Background:  One form of inherited muscular dystrophy, Duchenne’s, is X-linked and therefore affects primarily males.  The symptoms of Duchenne’s muscular dystrophy (DMD) include progressive and severe skeletal muscle weakness.  A common mutation associated with DMD is a deletion of one or more exons in the dystrophin gene.  These deletions can be detected by restriction enzyme digestion and Southern blotting using a combination of probes that will bind to multiple dystrophin exons.

Case A:   Jean and Bill have three sons, ages 12, 8, and 7, and a daughter, age 6.  The oldest son and daughter are healthy, but the two younger sons are exhibiting symptoms of muscle weakness consistent with early muscular dystrophy.   Jean knows that  she has a family history of muscular dystrophy, but she does not know whether she is a carrier of the disease gene.  She seeks DNA testing to determine whether her younger sons may have inherited the form of the dystrophin gene associated with Duchenne’s muscular dystrophy (DMD).

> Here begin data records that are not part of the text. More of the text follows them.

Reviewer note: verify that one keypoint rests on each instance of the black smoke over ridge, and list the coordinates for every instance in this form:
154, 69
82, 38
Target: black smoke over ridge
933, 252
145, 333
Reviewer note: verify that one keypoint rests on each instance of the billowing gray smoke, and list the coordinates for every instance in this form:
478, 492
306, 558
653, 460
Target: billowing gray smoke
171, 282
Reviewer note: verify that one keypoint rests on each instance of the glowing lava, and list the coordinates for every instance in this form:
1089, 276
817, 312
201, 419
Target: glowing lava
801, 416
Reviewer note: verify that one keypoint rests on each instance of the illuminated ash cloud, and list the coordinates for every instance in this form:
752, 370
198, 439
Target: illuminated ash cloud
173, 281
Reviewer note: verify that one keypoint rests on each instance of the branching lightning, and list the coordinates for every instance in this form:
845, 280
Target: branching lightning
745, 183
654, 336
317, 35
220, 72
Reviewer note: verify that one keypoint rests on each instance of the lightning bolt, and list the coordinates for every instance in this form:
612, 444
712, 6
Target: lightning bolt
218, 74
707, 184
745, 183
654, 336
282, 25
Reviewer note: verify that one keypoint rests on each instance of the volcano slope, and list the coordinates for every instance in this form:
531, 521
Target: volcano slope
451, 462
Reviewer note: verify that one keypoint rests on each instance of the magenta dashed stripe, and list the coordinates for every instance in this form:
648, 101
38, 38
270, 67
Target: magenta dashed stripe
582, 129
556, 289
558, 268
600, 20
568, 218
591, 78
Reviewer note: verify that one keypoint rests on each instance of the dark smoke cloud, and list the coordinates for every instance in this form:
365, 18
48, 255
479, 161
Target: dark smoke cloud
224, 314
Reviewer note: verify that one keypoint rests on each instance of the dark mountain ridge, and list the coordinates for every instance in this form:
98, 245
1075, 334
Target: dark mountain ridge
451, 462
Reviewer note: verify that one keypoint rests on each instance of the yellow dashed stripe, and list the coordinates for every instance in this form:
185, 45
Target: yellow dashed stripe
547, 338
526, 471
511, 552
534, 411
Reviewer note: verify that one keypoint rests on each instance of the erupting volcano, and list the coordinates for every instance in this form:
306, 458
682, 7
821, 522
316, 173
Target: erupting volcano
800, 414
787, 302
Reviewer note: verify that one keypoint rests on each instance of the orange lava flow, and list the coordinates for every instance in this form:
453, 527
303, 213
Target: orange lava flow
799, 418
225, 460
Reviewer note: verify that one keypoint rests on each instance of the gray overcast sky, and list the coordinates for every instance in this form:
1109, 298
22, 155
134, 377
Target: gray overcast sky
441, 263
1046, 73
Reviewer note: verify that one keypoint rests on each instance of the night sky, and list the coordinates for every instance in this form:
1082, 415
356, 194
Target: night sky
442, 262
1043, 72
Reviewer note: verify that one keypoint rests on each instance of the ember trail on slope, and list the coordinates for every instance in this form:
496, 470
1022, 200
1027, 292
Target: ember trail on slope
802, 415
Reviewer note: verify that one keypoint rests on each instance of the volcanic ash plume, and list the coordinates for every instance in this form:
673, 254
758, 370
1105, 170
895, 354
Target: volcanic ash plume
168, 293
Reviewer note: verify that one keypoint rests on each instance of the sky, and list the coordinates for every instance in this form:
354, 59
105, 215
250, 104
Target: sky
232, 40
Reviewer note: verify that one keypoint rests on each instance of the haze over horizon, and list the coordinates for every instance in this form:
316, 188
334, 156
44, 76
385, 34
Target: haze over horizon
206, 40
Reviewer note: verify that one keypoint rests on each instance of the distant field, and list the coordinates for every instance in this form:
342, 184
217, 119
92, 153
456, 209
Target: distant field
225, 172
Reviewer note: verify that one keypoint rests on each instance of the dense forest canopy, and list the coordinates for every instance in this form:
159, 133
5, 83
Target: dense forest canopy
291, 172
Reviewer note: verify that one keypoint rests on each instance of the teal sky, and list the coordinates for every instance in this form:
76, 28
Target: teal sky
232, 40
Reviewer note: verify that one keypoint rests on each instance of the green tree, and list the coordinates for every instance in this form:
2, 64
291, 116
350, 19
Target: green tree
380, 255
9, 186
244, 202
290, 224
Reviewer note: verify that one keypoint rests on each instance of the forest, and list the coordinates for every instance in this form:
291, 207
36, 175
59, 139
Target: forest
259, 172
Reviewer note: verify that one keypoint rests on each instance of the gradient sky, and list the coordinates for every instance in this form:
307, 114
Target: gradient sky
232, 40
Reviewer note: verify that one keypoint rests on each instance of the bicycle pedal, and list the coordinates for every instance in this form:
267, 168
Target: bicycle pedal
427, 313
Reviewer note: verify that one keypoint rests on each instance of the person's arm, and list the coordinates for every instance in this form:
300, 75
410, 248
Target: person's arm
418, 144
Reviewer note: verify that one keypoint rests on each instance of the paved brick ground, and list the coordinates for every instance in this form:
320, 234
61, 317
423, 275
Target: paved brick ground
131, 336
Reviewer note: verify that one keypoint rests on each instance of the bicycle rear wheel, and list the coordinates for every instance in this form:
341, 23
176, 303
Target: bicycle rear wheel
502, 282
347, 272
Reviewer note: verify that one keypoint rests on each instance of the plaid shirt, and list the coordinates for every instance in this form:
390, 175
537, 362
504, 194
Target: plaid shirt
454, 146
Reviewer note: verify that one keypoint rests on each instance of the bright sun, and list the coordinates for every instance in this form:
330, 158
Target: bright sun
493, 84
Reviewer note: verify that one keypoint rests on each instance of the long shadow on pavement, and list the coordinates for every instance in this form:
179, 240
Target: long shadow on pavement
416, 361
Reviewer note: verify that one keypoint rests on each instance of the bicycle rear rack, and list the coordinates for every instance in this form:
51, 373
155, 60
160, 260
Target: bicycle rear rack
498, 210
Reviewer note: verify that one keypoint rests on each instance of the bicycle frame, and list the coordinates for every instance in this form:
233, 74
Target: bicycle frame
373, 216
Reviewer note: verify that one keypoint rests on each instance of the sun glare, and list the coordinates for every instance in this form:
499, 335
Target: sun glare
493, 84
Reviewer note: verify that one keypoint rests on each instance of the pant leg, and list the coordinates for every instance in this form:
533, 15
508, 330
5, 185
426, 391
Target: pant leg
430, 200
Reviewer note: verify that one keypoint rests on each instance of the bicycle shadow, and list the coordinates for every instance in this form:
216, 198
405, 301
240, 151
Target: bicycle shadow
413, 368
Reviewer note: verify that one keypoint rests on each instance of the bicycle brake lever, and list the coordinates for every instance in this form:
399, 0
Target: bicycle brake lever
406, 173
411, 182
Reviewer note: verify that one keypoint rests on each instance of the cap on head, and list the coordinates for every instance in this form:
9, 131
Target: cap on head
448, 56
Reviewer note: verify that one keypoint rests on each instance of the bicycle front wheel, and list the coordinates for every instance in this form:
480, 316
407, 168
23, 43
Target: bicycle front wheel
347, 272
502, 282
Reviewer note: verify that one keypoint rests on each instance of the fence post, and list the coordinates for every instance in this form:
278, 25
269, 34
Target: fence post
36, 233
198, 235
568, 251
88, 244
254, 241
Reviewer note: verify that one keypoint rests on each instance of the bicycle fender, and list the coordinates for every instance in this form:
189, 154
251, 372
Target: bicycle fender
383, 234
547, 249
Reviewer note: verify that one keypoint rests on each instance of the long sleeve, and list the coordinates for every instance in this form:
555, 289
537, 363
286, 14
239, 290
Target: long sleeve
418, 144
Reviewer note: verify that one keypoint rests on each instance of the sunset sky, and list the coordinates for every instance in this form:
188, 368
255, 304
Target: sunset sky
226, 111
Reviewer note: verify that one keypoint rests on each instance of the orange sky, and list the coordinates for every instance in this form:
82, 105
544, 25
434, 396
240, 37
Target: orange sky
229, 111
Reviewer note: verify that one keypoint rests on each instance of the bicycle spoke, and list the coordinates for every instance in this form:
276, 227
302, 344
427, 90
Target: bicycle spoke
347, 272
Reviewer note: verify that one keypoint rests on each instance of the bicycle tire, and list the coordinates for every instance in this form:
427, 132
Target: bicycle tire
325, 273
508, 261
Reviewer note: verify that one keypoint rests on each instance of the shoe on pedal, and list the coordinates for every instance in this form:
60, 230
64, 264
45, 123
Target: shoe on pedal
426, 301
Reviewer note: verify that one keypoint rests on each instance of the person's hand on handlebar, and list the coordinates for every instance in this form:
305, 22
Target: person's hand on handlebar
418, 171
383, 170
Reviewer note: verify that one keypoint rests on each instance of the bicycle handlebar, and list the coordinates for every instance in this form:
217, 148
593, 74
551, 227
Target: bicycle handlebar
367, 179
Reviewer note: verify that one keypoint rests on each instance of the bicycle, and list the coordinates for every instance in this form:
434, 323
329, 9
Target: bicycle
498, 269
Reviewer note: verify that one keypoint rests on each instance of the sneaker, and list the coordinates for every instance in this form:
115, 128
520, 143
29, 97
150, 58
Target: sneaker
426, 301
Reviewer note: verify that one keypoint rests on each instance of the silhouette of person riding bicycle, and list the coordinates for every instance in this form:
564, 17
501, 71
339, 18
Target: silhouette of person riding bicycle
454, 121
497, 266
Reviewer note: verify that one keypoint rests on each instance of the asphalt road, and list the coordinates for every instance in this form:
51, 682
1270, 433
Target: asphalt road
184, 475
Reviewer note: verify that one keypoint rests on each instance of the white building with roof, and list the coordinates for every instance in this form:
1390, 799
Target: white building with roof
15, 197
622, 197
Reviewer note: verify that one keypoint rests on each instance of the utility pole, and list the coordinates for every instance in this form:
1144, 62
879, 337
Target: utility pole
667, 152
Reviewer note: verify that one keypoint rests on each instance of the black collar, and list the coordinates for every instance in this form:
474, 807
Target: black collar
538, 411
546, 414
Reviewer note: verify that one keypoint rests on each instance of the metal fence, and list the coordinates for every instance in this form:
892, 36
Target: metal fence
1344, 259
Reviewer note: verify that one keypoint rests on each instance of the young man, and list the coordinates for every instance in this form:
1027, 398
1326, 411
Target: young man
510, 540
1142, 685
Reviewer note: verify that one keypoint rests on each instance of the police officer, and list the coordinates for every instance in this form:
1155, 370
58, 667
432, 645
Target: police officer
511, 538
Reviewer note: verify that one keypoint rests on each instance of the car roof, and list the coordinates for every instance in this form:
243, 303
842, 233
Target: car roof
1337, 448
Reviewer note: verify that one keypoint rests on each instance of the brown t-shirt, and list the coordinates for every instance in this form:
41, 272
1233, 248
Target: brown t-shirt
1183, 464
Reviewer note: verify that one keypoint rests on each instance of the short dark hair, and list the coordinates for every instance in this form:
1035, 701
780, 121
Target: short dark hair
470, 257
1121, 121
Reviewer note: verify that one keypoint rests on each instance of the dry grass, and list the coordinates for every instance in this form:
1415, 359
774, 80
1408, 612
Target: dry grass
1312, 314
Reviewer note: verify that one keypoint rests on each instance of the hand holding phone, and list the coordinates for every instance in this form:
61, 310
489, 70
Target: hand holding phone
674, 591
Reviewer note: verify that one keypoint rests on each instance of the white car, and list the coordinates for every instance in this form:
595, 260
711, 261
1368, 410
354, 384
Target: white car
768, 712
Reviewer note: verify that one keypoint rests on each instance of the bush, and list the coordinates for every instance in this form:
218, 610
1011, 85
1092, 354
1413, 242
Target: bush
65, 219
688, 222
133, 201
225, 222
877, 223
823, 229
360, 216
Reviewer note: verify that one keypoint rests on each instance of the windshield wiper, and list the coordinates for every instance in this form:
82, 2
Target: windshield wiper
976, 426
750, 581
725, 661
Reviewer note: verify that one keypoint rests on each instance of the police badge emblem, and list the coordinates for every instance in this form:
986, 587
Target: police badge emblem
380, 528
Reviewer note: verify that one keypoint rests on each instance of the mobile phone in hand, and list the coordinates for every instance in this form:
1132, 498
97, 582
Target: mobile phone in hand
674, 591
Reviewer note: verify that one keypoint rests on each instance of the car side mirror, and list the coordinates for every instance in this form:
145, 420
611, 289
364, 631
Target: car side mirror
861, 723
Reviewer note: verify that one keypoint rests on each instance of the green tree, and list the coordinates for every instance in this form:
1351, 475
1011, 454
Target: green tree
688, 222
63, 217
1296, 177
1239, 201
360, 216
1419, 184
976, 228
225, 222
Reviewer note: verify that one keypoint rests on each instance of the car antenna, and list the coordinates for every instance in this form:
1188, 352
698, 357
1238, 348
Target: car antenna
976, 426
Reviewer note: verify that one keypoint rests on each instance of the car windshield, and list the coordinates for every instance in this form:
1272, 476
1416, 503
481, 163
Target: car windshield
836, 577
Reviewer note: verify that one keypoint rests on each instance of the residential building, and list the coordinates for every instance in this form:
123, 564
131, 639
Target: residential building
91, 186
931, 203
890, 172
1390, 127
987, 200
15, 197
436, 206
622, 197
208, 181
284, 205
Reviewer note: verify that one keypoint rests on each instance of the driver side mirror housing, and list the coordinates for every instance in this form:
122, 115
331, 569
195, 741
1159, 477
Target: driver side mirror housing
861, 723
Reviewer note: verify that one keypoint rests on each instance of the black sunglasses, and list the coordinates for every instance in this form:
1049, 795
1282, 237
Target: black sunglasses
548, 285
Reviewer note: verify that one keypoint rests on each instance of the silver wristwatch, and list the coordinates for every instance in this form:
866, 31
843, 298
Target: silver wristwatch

To carry out a Southern blot, each DNA sample is digested with Hind III, run on an agarose gel, and then blotted with the dystrophin gene probe (DMD probe).

DNA samples:
Jean (mother)
Oldest son (unaffected)
8-year old son (possibly affected)
7-year old son (possibly affected)

Run the Southern blot


  1. Based on the number and sizes of the fragments bound by the probe, determine the status of each of the individuals tested.
  2. What conclusions can you draw from these results?
  3. What is the molecular basis of this disease, and why does this result in the observed gel patterns?
  4. What issues are raised by this type of testing?